Nager, ramper, le terme "crawl" a bien des définitions dans la langue de Shakespeare et le film nous les propose toutes sur un plateau d’argent, même le moins glamour à savoir vide sanitaire (crawl space) ! Ce dernier est notamment l’endroit où se retrouvent Hayley (Kaya Scodelario) et son père Dave (Barry Pepper) lors d’un ouragan de catégorie 5 en Floride. Sans nouvelles, Hayley part chercher son père juste avant le début de la catastrophe naturelle. Elle le retrouvera inconscient dans le vide sanitaire de l’ancienne maison familiale. Ce qu’elle ne sait pas, c’est qu’un alligator s’y trouve aussi.
La présence des deux acteurs n’est pas anodine. Kaya Scodelario a été approchée par le réalisateur , Alexandre Aja, pour son profil. En interview, il dévoile que c’est le regard de l’actrice britannique qui l’a conforté dans ce choix. Un regard guerrier, qui nourrit la tension et attire le spectateur. Barry Pepper, quant à lui, a été proposé par Kaya Scodelario elle-même. Les deux acteurs s’étaient rencontrés sur le tournage de la saga Le Labyrinthe. Une proposition qui aura finalement fait mouche.

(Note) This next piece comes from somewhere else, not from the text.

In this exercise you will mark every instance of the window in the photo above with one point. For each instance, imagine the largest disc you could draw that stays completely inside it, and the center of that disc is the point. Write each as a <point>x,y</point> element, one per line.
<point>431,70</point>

Crawl est alors la porte d’entrée pour l’actrice dans le film de genre. Un statut auquel il n’aura pas réussi à se cantonner puisque pour le réalisateur, l’œuvre est multigenre. On y retrouve une dimension de film catastrophe, de monstres, d’alligator mais surtout un drame familial. Ecrit par les frères Rasmussen, le scénario original ne présentait pas cet aspect dans son récit. C’est Alexandre Aja qui l’a intégré à l’histoire avec un personnage féminin fort et indépendant. Cette fois, c’est la fille qui vient au secours de son père, de quoi casser les codes du genre. C’est notamment ce qui a convaincu Kaya Scodelario de se lancer dans ce projet :
Je ne voulais pas être la copine de, devoir embrasser un personnage ou enlever mes sous-vêtements sans aucune raison. Le personnage d’Hayley a une histoire, des motivations. Elle est badass et c’est une survivante avant tout.
Cette réécriture se ressent d’ailleurs tout au long de l’intrigue par sa narration au travers d’un scénario efficace mais surtout cohérent. Fini les arrachages de cheveux à cause d’un personnage blond à forte poitrine, les 15 premières minutes du film sont semblables à une course aux indices pour trouver le père. Très plaisantes, elles n’en restent pas moins une excellente introduction aux enjeux familiaux. Autre aspect marqué par cette réécriture, les décors. Le spectateur assistera à la désacralisation de la maison familiale. Le parallèle avec la vie de famille est évident : les bases solides, les marques du temps ou encore l’attachement émotionnel à la matière. Un sujet de fond réussi qui donnera de la profondeur aux évènements.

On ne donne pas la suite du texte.